Отцу обещали, что через год-два его снова переведут в Великие Луки. Наладит в «Мостопоезде» политмассовую работу и вернется. И квартиру сразу дадут.

Отец достал папиросу и закурил.

— Матери не проболтайся, — сказал он.

Отец не умел курить, и мне было смешно смотреть, как он пускает дым. Отец сидел ко мне боком. Я заметил, как постарел он за этот год. Воротник железнодорожного кителя стал просторным, шею вдоль и поперек изрезали тонкие морщины. И если про других говорят: «одни глаза остались», то у отца на лице один нос остался. Большой, висячий. Видно, трудная у отца работа. Ревизором было легче, хотя и головой отвечал за безопасность движения.

— Остаешься один, — сказал отец. — Это ничего. Не маленький. Я в твои годы…

— Знаю, — перебил я. — Ты семью кормил.

— Бригадиром путевой бригады был, — сказал отец. — А это, брат, не шутка.

— Что-то долго не едут.

Отец посмотрел на часы:

— Время еще есть… Не бойся, нотации читать не буду.

У дома остановилась машина.

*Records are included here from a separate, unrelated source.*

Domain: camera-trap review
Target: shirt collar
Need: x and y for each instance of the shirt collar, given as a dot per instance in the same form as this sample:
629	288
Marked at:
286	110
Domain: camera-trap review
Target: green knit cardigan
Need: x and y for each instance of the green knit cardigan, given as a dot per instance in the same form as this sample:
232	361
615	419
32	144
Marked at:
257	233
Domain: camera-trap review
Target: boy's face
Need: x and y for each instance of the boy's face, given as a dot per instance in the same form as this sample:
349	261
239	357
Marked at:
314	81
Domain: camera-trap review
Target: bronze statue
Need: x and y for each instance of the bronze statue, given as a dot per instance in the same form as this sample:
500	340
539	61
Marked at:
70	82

В кузове сидела женщина с узлами и чемоданами, рядом с ней пятеро детишек. Это новые жильцы. Приехали квартиру занимать. Детишки, как галчата, вертели головами, обозревая новое гнездо. Мы с отцом взяли чемоданы и вышли на тротуар. Как-то грустно было смотреть на эту возню. Женщина одного за другим передавала шоферу детей. Глаза у женщины так и светились радостью. Еще бы! Наверное, из землянки выбралась! Здесь ей будет хорошо. Квартира теплая.

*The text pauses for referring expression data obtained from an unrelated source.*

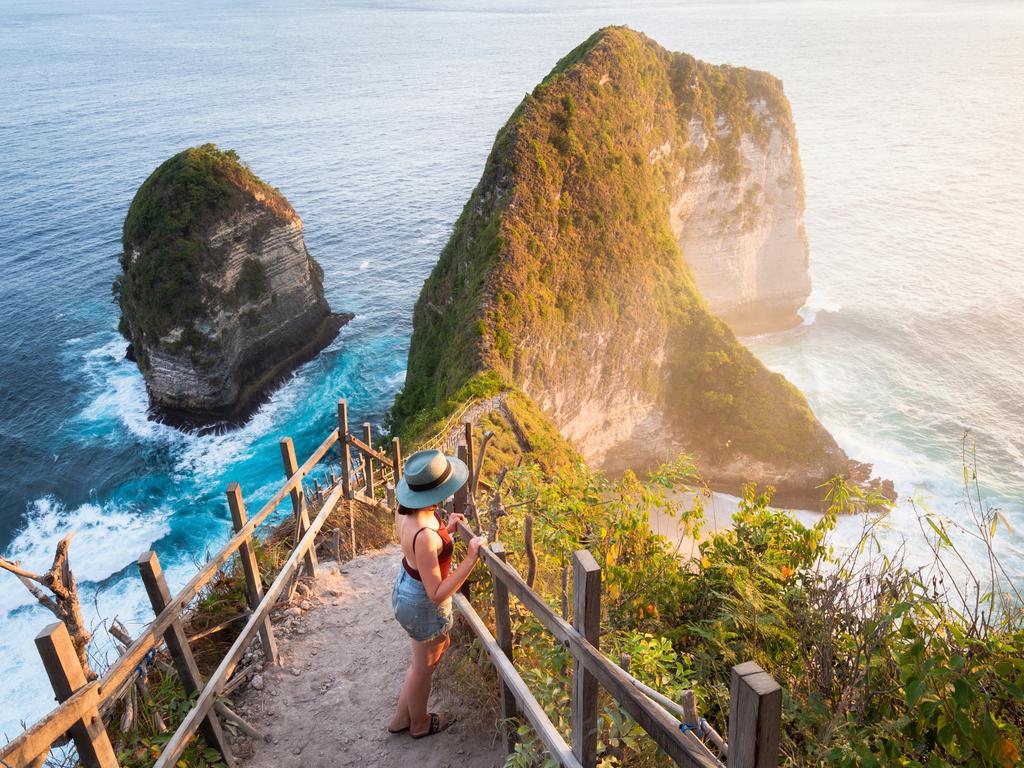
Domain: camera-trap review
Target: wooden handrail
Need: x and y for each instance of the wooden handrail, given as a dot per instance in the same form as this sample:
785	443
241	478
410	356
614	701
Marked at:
38	738
527	701
652	718
369	451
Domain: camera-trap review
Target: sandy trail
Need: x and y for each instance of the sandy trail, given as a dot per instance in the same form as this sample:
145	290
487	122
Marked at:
342	667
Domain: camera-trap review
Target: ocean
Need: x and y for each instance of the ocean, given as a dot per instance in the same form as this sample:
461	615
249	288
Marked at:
375	120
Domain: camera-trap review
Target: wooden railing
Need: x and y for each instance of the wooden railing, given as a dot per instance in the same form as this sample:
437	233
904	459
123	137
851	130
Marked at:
78	715
755	709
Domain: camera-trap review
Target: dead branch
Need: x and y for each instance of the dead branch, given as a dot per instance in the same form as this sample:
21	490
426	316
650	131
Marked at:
65	605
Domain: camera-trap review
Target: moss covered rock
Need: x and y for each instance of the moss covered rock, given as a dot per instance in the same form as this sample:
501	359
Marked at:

— Счетчик забыли, — вспомнил я. Этот счетчик отец купил в Ленинграде, за триста рублей.

Отец посмотрел на детишек, суетившихся возле вещей, покачал головой:

— Новый купим…

Подъехал наш грузовик. Мы поставили чемоданы в кузов и сами забрались туда.

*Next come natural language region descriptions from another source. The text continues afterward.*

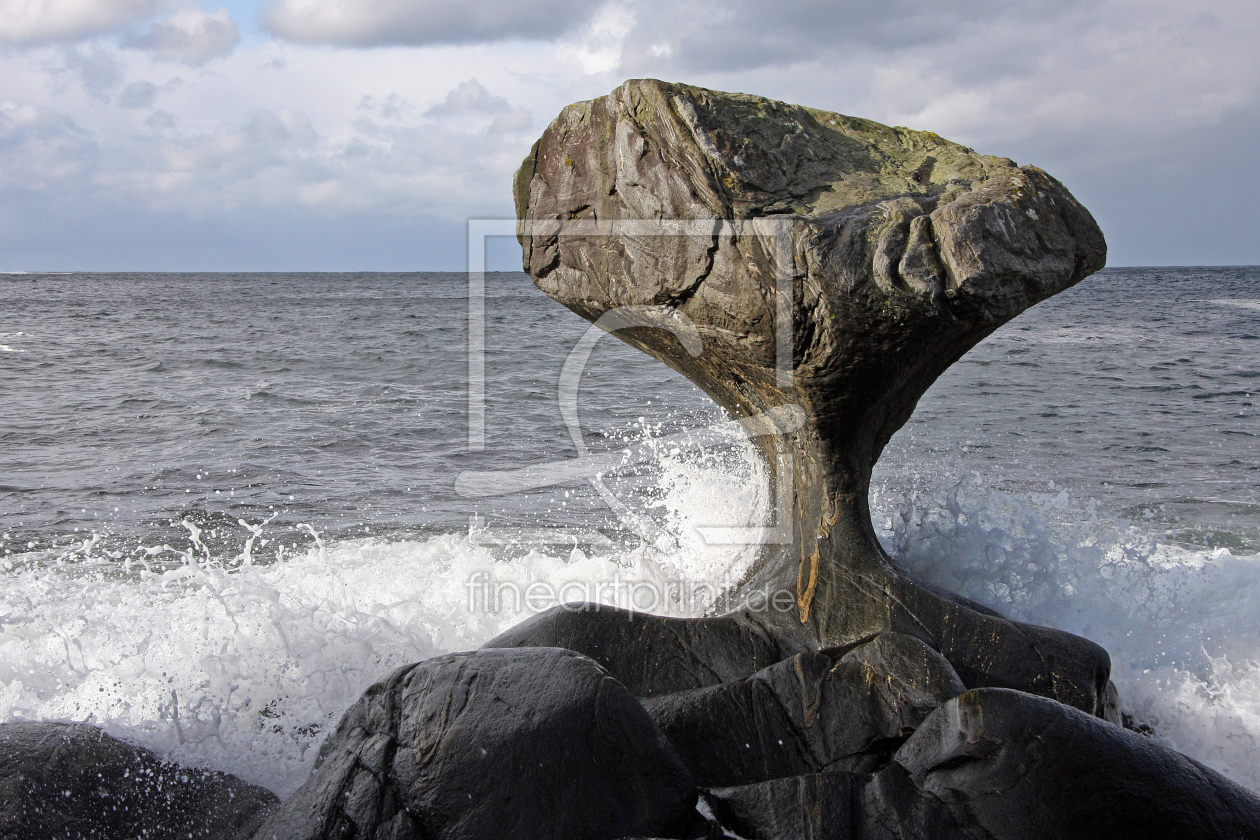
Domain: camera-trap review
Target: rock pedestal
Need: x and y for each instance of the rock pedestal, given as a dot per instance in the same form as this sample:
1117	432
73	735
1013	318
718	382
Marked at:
824	263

— Утром будете в Смоленске? — спросил я.

Отец смотрел куда-то вбок и молчал. Лоб у него был нахмурен. На лбу тоже морщин хоть отбавляй.

— Держись за техникум, — сказал отец. — Это штука хорошая.

— Ягодкина тоже перевели на броне… то есть на «Мостопоезд»? — спросил я.

— Ягодкин на месте. Ты заходи к нему.

— Зайду, — сказал я. — Все с крысами воюет?

— Ему комнату дали. В новом доме на улице Энгельса. На втором этаже… Так зайди к нему.

Машина подкатила к вокзалу. Через пять минут подошел поезд. Мы забрались в купе, чемоданы положили наверх. До самого отхода поезда мать учила меня, как нужно жить одному. Я слушал ее, не перебивая, — не хотелось обижать. Не любил я, когда мне нотации читали. Когда отец отошел в сторону, мать сунула мне деньги.

— Пригодятся, — сказала она. — Только, ради бога, водку не пей и в карты не играй. Самое последнее дело.

— Не буду, — пообещал я.

По радио объявили, что до отхода поезда осталось пять минут. Мы вышли с отцом из вагона.

— Не ленись писать. Мать переживает.

— Раз в месяц, ладно?

— Лучше два раза, — сказал отец. — И помни, что я тебе толковал насчет техникума.

— А почему наша контора называется «Мостопоезд»? — спросил я.

Свистнул главный кондуктор. Поезд тронулся с места. Отец пожал мне руку и что-то положил в карман:

— Нужно будет — пришлю.

Уехал поезд. Увез моих родителей в Смоленск. И снова остался я один. На душе стало пусто, неуютно. Дома лучше, чем в общежитии.

Куркуленко дал мне койку у окна. Это хорошее место. Но я поменялся с одним парнем, и снова мы с Мишкой будем спать рядом. Когда я рассказал Мишке про историю с Корнеем, он даже в лице переменился. Долго молчал, смотрел в сторону, вздыхал.

— Сволочь, этот Корней, — сказал я Мишке. — Хотел меня ключом по башке.

— Поймали его? — спросил Мишка.

— Не знаю… Милиционер хвастал, что от них и блоха не ускачет.

— Блоха не ускачет, а Корней — другое дело…

Больше Мишка ничего не сказал. Ходил мрачный и все время вздыхал. Со мной почти не разговаривал. Потом прошло у него. Сам как-то нашел меня, отвел в сторону и сказал:

— Корней скрылся. А Петруху посадили. На пять лет.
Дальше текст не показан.